Human-Wildlife Conflict or Human-Wildlife Interactions???


Within the broader framework of ecodevelopment, the importance of the forest lies unparalleled.

The forest lies central within the whole ambit. The forest in its part will lay bare if we do not include the flora and fauna within it. However, if we sweep our eyes across the globe, we find no place where the forest exists in the pristine wonderland that many of imagine it to be. Virgin forests are just a figment of our imagination which takes us back to the Triassic age, when dinosaurs roamed the world and that diminutive mammal, we call man was still hidden somewhere in the cycle of evolution.

Man today and has in the past been an integral part of the ecosystem complex. Prehistoric man is regarded to be as much a part of the forest as his close neighbours, the orangutan.

Surviving and struggling as we have in this brave, new world, relisation dawned after a century and a half of scientific forestry that, yes, man indeed occupies a place in the set up of things god must have foreseen in his grand scheme.

Coming back to the forest, out here realization dawned soon enough that man and his environment are not two distinct bodies but part of the same whole. It has been felt and rightly so- that forest without man is like the tiger without his claws.

Man and animal had a symbiotic relation in the bygone era, so much so that difference between one and the other was not felt much. But with the dawn of modernism came walls- between me and you, rich and poor, the poor and tribal, tribal and the forest, with the forest- the parts which make up the forest. What was left was a deep fissure, or a high wall no one could cross.

The forest face so many divisions with the state being one of the major perpetrators of the process.
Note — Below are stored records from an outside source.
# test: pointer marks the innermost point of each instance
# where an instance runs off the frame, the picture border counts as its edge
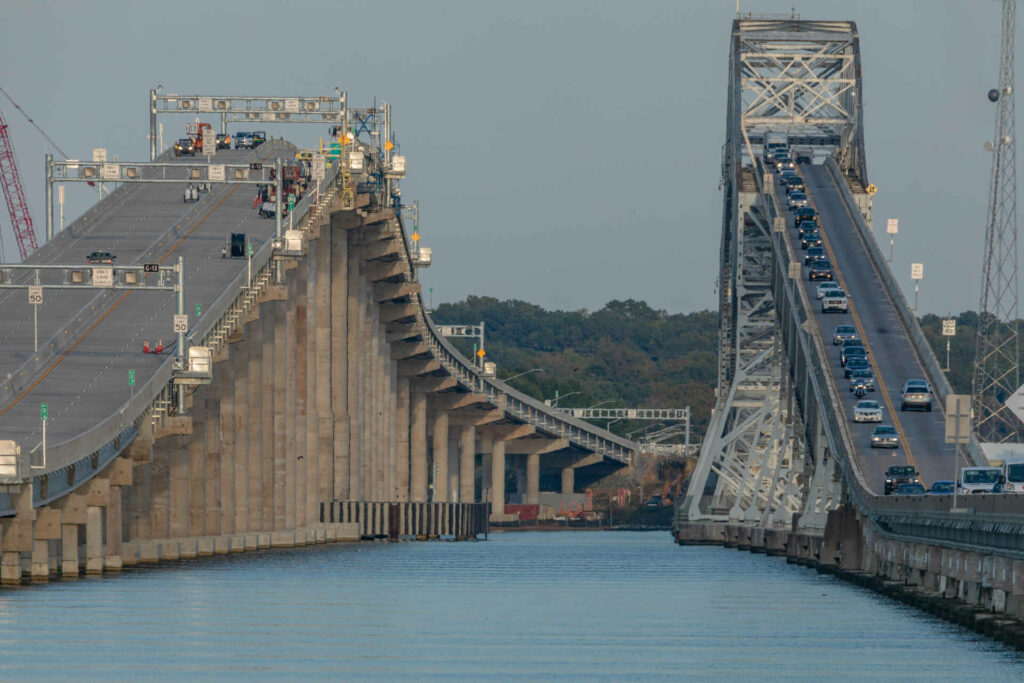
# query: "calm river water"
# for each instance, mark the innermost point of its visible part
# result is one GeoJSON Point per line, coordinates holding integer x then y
{"type": "Point", "coordinates": [523, 605]}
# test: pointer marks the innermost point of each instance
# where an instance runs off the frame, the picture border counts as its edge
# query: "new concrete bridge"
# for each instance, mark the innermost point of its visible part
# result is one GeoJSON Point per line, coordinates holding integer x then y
{"type": "Point", "coordinates": [783, 468]}
{"type": "Point", "coordinates": [316, 399]}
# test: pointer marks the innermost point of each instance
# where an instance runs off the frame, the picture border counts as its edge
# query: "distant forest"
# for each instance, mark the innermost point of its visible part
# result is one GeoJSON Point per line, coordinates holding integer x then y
{"type": "Point", "coordinates": [632, 355]}
{"type": "Point", "coordinates": [627, 353]}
Scientific forestry divided people and the forest, made them two different entities and as a result the consequences go on till today.

Maybe, it is time to go for a for a study on wildlife-people interaction and not wildlife-human conflicts.

And perhaps, we can use the following hypothesis-
1. The steady decline of wildlife causes enormous stress to poor people who depend upon the adjoining wildlife for a variety of purposes.
2. Poor people in remote areas have limited livelihood options.
3. There is a significant dependence of poor people upon wildlife for nutritional aspects and tourism resources.
4. There is small mammal dependence and dependence upon on NTFP species.
5. There should be a baseline inventory on the small mammals and their role in the forest ecosystem.
6. We should study foraging patterns of small mammals such as Mouse deer and its interdependence with Kadukai.

These few ideas will help us to look at the range of forage, gender issues and suggest a few management strategies that practitioners of wildlife studies can undertake.

These are just ideas that we should not look at human-wildlife conflict as stand-alone issues but as a mix of the complex nature of things that are as they often don't seem to be.